I don't know why you're seeing blank lines between each call. If I were to hypothesize, each of these spans are probably "root spans" (parent ID 0) with the same trace ID. Not sure though, would need to see the trace data (spans and their attributes) and reconcile that with how our UI works.

You could experiment by wrapping the contents of on 'index' with another trace call: I know async can be modeled this way and it might look better. Still I would expect to see roughly parallel groupings like this under one parent. Not sure if that'd be satisfactory.

I think this resulting visualization is largely a facet of how flamegraphs work. In the case above, you're doing a "fan-out" (to start each HTTP call), followed by a "fan-in" (to wait on each HTTP call to finish) before completing the original operation (index.) Because you have multiple execution contexts (fibers) running concurrently in the same trace, the graph must somehow plot these operations on the same timeline while indicating they are not direct descendants of one other (because stacked bars typically imply parent/child relationships.)

Given this example, what would you (intuitively) expect the trace visualization look like? (Something of a mock flamegraph would be a really powerful aid.) I think if we have an idea of how you expect the visualization to behave, we might be able to work backwards and figure out how the trace should be represented in the data model.

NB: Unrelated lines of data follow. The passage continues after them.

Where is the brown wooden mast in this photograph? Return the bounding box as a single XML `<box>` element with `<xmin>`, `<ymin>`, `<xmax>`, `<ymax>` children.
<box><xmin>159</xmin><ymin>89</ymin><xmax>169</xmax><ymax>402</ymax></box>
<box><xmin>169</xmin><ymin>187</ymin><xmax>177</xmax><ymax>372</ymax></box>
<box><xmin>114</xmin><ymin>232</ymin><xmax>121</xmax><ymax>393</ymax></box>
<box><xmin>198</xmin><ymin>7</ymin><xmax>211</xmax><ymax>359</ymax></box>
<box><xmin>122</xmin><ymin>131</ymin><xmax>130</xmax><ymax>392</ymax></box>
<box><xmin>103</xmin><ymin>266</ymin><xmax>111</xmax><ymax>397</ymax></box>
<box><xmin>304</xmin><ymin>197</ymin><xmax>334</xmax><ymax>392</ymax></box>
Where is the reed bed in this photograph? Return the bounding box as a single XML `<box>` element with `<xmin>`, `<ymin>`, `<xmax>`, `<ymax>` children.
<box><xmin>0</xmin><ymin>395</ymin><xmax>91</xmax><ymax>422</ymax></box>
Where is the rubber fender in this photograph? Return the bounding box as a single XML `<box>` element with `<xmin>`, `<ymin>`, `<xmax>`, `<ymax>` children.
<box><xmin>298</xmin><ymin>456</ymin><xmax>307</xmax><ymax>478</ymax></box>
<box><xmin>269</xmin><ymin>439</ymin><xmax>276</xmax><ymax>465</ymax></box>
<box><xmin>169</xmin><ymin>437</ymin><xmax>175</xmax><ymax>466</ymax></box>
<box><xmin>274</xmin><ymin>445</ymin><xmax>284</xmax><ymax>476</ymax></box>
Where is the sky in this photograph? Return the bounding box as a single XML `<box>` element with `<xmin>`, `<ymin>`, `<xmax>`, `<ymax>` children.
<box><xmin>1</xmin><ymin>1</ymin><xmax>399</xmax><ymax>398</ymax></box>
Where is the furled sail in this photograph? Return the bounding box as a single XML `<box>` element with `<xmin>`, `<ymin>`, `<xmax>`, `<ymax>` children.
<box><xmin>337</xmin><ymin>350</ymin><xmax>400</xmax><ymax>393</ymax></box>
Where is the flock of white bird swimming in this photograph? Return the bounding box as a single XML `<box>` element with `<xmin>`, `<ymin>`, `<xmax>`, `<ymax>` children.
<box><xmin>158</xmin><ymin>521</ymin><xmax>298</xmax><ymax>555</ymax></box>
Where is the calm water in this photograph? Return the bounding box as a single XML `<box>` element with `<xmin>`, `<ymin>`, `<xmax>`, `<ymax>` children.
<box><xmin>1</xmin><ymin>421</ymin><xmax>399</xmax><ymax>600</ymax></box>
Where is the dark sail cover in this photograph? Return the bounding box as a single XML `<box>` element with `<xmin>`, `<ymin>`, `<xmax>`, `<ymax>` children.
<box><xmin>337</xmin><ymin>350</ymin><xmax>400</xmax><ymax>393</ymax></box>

For what its worth, I think this is a very interesting issue and I would like to make this async use-case far more intuitive to implement and visualize, so happy to work with you on this!

ioquatix commented 3 years ago

Thanks for your detailed reply. I am sorry I did not update this earlier but I have been busy. I actually already experimented with what you suggested and it shows up as you expected:

image

As to your suggestion about what this should look like, I also already made a mock-up:

image

I think the idea is we need to group units of execution (processes, threads, fibers) but they aren't the same as spans as traditionally used to represent "traces" of application code but rather groupings - i.e. you never have a thread/fiber/process "inside" another one.

Rather than going deep on this right now, I'd rather just provide these high level ideas and see what you think. So, I'll finish here.

mmizutani commented 3 years ago

I have been using dd-trace-rb to trace typhoeus's multi-threaded parallel HTTP requests, and the flamegraphs look nice as below.

In the case of the ddtrace patch for typhoeus (ethon), individual requests (ethon.request) are children of a wrapper virtual span (ethon.multi.request). Ethon::Multi works as a multi-request aggregator, and ddtrace just applies trace patches to the aggregator.

So, to draw similar flamegraphs for async fiber HTTP requests, we might need to implement a wrapper, aggregator library for async http requests, which itself would be beyond the scope of ddtrace.

Screen Shot 2021-09-08 at 8 13 45

ioquatix commented 3 years ago

@mmizutani how do you get the vertical teal "prefix" on all the children requests?

Actually I did read through the ethon instrumentation code to try and understand how I could achieve similar traces.

Is it because of:

            @datadog_multi_span ||= datadog_configuration[:tracer].trace(
              Ext::SPAN_MULTI_REQUEST,                                   # THIS SPECIAL NAME?
              service: datadog_configuration[:service_name]
            )

From multi_patch.rb.

The other complex thing to consider here is that the life time of a thread of fiber can be bigger than an individual request in the flame graph i.e. thread pools, fiber pools, background fibers, etc. This could make visualisation a little bit tricky, but it should still try to capture the concurrent execution if possible.

ioquatix commented 2 years ago

I've made some progress on this as outlined here: https://github.com/DataDog/dd-trace-rb/issues/1136#issuecomment-945401624

I'm going to follow up again once I've confirmed this is working, at least in it's most basic form. We can check the current visualisation and go from there.